C'est aussi grâce à une excellente relation avec ses collaborateurs. "J’ai commencé en bas de l’échelle -rappelle Florent Carrière. À 17 ans, je poussais les chariots sur le parking de Carrefour à Montpellier en juillet en août. J'ai donc appris la valeur du travail et j’ai de l’empathie pour mes employés, car sans eux je ne serai pas où je suis. D’ailleurs la partie "prime" est très importante, c'est un win-win. Tout le monde est gagnant".
Démocratiser l'usage des prothèses auditives
Son succès est aussi dû à sa vision -c'est le cas de le dire!- des choses et son sens de l'anticipation. "Nous nous sommes lancés il y a deux ans dans les audio prothèses et ça fonctionne très bien. D’abord, la population vieillit. Il faut penser par exemple que dans les pays nordiques, sur 100 personnes qui ont des problèmes auditifs, 60 portent un appareil, alors qu’en France ou en Espagne, ce pourcentage est seulement de 20%. Il y a le facteur esthétique mais aussi économique en Espagne, ou c'est zéro remboursement, alors qu’en France les personnes sont remboursées 950 € par prothèse auditive, donc 1900 €. Il est important de démocratiser ces appareils".

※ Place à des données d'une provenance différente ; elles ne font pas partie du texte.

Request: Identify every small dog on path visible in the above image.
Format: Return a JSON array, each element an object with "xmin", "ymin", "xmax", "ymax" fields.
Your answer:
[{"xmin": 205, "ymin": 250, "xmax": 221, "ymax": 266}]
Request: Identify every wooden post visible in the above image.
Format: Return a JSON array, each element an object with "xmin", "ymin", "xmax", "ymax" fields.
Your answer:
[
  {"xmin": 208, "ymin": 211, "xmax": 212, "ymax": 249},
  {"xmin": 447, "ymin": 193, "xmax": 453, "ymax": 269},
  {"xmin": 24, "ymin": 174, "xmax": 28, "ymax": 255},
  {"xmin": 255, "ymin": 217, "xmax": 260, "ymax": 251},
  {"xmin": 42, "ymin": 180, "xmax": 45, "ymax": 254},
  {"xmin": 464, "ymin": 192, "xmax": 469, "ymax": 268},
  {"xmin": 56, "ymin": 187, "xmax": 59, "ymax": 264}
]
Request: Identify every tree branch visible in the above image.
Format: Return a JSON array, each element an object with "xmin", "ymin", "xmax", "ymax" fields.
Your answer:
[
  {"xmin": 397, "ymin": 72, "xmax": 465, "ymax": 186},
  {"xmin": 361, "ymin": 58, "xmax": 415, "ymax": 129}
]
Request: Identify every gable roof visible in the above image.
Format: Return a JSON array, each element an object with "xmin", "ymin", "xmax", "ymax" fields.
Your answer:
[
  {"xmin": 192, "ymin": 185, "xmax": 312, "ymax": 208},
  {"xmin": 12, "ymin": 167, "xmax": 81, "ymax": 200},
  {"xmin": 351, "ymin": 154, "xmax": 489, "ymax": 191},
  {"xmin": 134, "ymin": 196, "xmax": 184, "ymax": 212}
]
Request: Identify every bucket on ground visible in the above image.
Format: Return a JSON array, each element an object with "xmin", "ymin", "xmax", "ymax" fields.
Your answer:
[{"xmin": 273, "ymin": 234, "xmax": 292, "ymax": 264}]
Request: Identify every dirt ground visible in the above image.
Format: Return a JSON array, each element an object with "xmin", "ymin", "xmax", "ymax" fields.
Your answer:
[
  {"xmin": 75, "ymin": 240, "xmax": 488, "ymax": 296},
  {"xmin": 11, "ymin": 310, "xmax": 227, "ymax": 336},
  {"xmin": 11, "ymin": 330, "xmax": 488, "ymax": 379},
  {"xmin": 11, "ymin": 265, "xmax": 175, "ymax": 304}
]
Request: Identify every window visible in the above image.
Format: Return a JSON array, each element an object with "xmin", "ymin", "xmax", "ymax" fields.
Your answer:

Et c'est loin d'être un sujet trivial. "Il faut bien penser que les problèmes d’audition provoquent des dépressions chez les gens, parce qu’ils se sentent de plus en plus isolés. On commence seulement à être plus sensibilisés à cela et il y a donc un gros potentiel. D'autant que les jeunes écoutent la musique très forte et j’ai de plus en plus de gens de 45 ans qui sont obligés de porter un appareil, mais qui reconnaissent que leur vie a changé depuis".

Florent Carrière souligne également qu'on ne se rend pas toujours compte qu’on perd l'ouïe. "C’est souvent les gens de l’extérieur qui poussent à faire ce pas parce que, finalement, quand on est tout seul, on met la télé plus fort, et puis voilà! Il est donc important de faire tous les ans une révision des yeux et une révision de l'audition. Ça prend deux minutes par oreille et pour les yeux. En plus ce n’est pas seulement le fait de vérifier la vue, mais à travers les yeux, on peut détecter plein de maladies, telles que le diabète. On peut aussi détecter un glaucome qui est une maladie silencieuse qui ne fait pas mal et donc c’est important de prendre la tension de l’œil".
Détecter la myopie chez les enfants avant qu'elle n'arrive
Dernièrement aussi, Florent s'est spécialisé dans la myopie pour les enfants, c’est-à-dire les verres et les lentilles pour freiner ce processus. "On peut faire ça à partir de six ans -explique-t-il-. C’est important de détecter au plus vite la myopie parce que d’abord, il y a le facteur génétique, mais aussi et surtout, il faut laisser les enfants jouer dehors! Il faut limiter le temps des écrans pour que les yeux regardent loin et enfin le troisième aspect, c’est qu’il faut faire une révision parce qu’on peut détecter si un enfant va être myope ou pas, sans même que l’enfant s'en rende compte".
Savoir s'adapter et rester humble
Un dernier conseil de Florent Carrière pour ceux qui voudraient tenter l'aventure en Espagne. "Le Français ne doit pas voir l’Espagne comme une 'région supplémentaire' de la France. Il faut avoir de l’humilité et savoir se fondre dans les coutumes du pays. Et cela vaut aussi quand on veut monter une boîte en Espagne, il ne faut pas arriver en terrain conquis. Agir avec de l'arrogance, ça ne fonctionne pas! Même Coca-Cola ou McDonald’s adaptent les goûts suivant le pays. Par exemple, au Portugal, le directeur général de mon groupe est un Portugais et j’ai mis un nom portugais, Meuoptico, car il ne fallait surtout pas mettre un nom espagnol, bref, je m’adapte au pays".

Et dans son cas, humilité rime avec générosité. Florent a créé une fondation, 'Secours sans frontière' et, après une première expérience réussie au Maroc, il part en mai au Sénégal pour offrir des lunettes et des examens de vue, en priorité aux enfants.